Como las normas penales están para servir a los ciudadanos —para protegerlos y para hacerlos sentir miembros de una sociedad decente— el legislador debería corregir este error de percepción y, una de dos: o suprimir el término “violación”, como por cierto hacía con sabiduría el Código Penal de 1995 hasta el año 1999, o ampliarlo a todos los atentados insoportablemente graves contra la libertad sexual.

El confuso caso de La Manada sugiere una segunda reforma penal para la mejor protección de la libertad sexual. Resulta que si un acusado yerra, incluso venciblemente, sobre el dato de que la víctima consiente o sobre su edad inferior a dieciséis años, su conducta quedará impune, por muy negligente que haya sido para no salir de su equivocación. La razón reside en que el Código Penal no solo libera de responsabilidad al autor de un comportamiento lesivo que no conocía ni podía conocer “un hecho constitutivo de la infracción penal”, sino que califica su infracción como delito imprudente cuando su error era evitable, cuando sí podía conocer tal hecho (art. 14.1). Se ciñe así el castigo a los casos en que exista tal delito imprudente, cosa que no sucede con los delitos sexuales. Esta impunidad respecto a esta clase de imprudencia es lo que creo que, como han propuesto varios autores, debe remediarse con tipos específicos de atentados imprudentes a la libertad sexual. No hacerlo nos está llevando a dos perniciosas consecuencias, a cuál peor: o bien a la impunidad de conductas altamente reprobables, o bien al intento judicial de evitar lo anterior negando el error donde no se ha probado el conocimiento, afirmando tal conciencia —de la edad, del consentimiento— sin la certeza que exige la constitucionalmente sagrada presunción de inocencia.
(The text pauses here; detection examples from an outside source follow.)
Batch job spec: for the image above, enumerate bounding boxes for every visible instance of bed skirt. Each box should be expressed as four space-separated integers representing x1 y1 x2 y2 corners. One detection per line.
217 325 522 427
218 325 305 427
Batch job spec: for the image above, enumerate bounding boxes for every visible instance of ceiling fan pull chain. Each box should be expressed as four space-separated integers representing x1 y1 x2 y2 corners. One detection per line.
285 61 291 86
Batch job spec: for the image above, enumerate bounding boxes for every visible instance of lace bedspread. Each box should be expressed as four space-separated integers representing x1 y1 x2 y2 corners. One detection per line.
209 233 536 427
Es esta presunción lo que impide una tercera reforma, sugerida desde el propio Gobierno: que solo sea válido el consentimiento sexual "expreso e inequívoco". Ciertamente la clave de los delitos sexuales es la ausencia de consentimiento válido en uno de los participantes en la relación sexual. Sonroja tener que recordar que “no es no” y que el “no” es igual de negativo en cualquier momento de la relación y para cualquier forma de relación. A partir de ahí carece de todo sentido el exigir que el consentimiento sea “expreso”. Es notorio que no hay atentado alguno a la libertad sexual si los intervinientes en el comportamiento sexual consienten, lo expresen o no, lo expresen de una manera u otra. Para reparar en lo absurdo de la exigencia —profusamente ridiculizada en las redes sociales —baste pensar en que habría delito en los dos miembros de una pareja que, como es usual, consienten tácitamente en mantener una relación sexual.
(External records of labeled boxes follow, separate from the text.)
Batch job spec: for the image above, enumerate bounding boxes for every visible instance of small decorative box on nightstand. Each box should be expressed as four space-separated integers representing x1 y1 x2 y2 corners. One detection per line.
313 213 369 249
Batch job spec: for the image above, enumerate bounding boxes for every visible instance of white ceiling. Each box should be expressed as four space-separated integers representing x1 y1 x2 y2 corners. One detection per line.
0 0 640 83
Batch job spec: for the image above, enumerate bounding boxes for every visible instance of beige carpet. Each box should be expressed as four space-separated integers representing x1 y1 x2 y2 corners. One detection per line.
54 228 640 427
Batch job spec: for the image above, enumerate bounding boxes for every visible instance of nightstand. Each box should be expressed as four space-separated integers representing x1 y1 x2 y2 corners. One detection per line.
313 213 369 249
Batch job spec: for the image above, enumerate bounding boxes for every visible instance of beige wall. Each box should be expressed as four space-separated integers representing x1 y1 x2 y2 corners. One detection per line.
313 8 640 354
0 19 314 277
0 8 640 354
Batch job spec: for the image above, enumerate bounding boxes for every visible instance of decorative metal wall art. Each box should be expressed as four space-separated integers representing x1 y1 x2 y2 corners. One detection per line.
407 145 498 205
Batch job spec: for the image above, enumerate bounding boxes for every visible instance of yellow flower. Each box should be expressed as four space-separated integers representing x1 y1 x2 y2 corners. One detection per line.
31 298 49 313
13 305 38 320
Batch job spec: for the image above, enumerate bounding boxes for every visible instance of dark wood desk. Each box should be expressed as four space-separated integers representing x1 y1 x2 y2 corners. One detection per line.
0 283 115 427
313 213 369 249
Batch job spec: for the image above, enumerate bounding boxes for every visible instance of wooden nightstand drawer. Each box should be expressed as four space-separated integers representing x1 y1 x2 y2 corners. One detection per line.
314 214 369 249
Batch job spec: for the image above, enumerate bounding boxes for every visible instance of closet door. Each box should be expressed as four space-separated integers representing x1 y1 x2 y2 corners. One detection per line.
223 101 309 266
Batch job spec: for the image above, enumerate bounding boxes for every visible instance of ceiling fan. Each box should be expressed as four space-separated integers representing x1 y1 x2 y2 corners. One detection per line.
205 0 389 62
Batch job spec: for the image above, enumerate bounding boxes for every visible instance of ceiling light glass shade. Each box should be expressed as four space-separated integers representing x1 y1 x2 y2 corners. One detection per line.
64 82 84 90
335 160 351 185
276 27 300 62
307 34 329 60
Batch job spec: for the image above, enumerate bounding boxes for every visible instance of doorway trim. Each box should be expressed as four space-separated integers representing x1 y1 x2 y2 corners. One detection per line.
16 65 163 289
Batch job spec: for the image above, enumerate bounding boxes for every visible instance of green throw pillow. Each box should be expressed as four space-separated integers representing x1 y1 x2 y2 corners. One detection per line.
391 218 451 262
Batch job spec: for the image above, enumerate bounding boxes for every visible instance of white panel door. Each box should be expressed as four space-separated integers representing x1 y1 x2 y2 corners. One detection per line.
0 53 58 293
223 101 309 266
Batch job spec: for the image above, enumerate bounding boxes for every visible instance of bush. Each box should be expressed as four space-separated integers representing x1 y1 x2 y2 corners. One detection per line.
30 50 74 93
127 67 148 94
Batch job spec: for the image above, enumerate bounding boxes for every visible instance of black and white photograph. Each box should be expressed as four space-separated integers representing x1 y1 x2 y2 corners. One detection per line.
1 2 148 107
Por otras razones, ahora procesales, no puede entenderse tampoco que existe un delito de violación si el consentimiento no es inequívoco. Es verdad que el consentimiento se da o no se da, y que en ese sentido “si no hay un sí, es un no”. Pero centenarias e indiscutidas garantías penales nos obligan a operar al revés: “si no hay un no, es un sí”. Lo que la presunción de inocencia exige para la condena —para la cárcel y para la estigmatización social que toda pena comporta— es lo contrario: solo habrá violación si era inequívoca la falta de consentimiento válido de uno de los participantes en la relación. Como solo habrá homicidio si era inequívoco que había un muerto.

La exigencia de expresividad o de inequivocidad en el consentimiento no es el fruto sensato de una perspectiva de género. Donde esta necesaria perspectiva debe aportar justicia es en la determinación judicial de que inequívocamente no hubo consentimiento, en la ampliación legislativa del nomen "violación" y en la desaparición de la denominación “abuso sexual”. Y también en la previsión de ciertas modalidades de violación imprudente.

Juan Antonio Lascuraín es catedrático de Derecho Penal (Universidad Autónoma de Madrid).